Hostas are hardy, easy-to-grow, shade-tolerant perennials known primarily for their beautiful foliage. Their leaf color can be affected by the amount of sun the leaves receive: a variegated variety planted in full shade tends to turn to solid green during the summer and come back up variegated the next spring.
They can sometimes backmutate: new shoots revert back to one of the parents. Well over half the varieties were found as “sports” or mutations on existing cultivars. A sport occurs when a plant mutates into a different color leaf pattern. For example, a gold hosta may sport to a gold with a green edge, or any other number of color pattern changes. The reason that so many sports are found is that they are genetically fairly unstable. A new term has been coined for folks who intentionally indulge in this new and popular pastime of looking through nurseries for these mutations: “sport fishermen.”

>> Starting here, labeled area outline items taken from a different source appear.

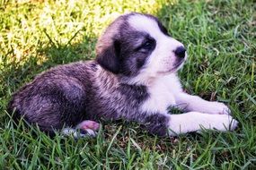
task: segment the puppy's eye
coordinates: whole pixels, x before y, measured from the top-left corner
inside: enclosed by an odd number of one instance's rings
[[[146,40],[142,46],[139,47],[141,51],[148,51],[154,48],[154,41],[153,39]]]
[[[144,49],[150,49],[152,47],[153,43],[150,41],[146,41],[144,45],[142,45],[141,48]]]

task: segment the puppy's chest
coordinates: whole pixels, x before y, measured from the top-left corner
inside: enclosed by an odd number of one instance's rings
[[[170,84],[169,81],[159,81],[148,87],[149,98],[141,106],[142,111],[148,113],[167,113],[170,106],[175,106],[174,92],[180,90],[179,84]]]

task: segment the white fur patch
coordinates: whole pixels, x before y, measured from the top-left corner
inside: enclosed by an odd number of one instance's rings
[[[130,16],[128,22],[135,30],[147,32],[156,42],[156,47],[148,56],[145,67],[136,78],[131,80],[133,83],[147,85],[153,79],[160,74],[162,76],[163,72],[175,72],[180,68],[176,68],[175,65],[177,56],[174,50],[183,46],[181,42],[164,35],[157,22],[152,18],[137,14]]]
[[[202,129],[233,131],[238,122],[227,115],[207,115],[199,112],[189,112],[181,115],[172,115],[169,134],[177,135],[190,132],[200,132]]]
[[[148,85],[149,98],[141,110],[148,113],[167,114],[170,106],[175,106],[174,93],[182,91],[178,77],[172,73],[157,78]]]

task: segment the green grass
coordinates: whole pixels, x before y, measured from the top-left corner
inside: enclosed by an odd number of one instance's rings
[[[0,169],[255,169],[256,4],[253,0],[1,1]],[[137,123],[105,123],[97,138],[50,139],[6,113],[13,92],[52,66],[94,58],[119,14],[155,14],[185,44],[189,93],[225,102],[234,132],[151,136]]]

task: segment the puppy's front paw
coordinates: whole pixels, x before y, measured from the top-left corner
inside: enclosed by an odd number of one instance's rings
[[[207,106],[208,114],[213,115],[230,115],[231,111],[224,103],[220,102],[209,102]]]

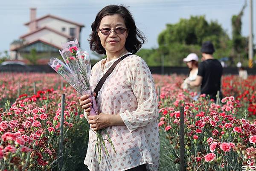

Hostas can also be grown from seed. Just like people, their offspring will not look exactly like their parents, but they will share a few of the same characteristics. The leaf color of the seedling will be derived from the color in the center of the leaf of the parent plant (grandparents are included here also). Green varieties will usually produce green offspring, blue varieties will produce some blue, some green, and some gold offspring. Gold hostas will produce some of each also. Edged variegated hostas will not produce variegated offspring. Only cultivars that have white streaks (streaky) in the center of the leaf will produce variegated offspring. White-centered cultivars will produce all white hostas which usually die due to a lack of chlorophyll.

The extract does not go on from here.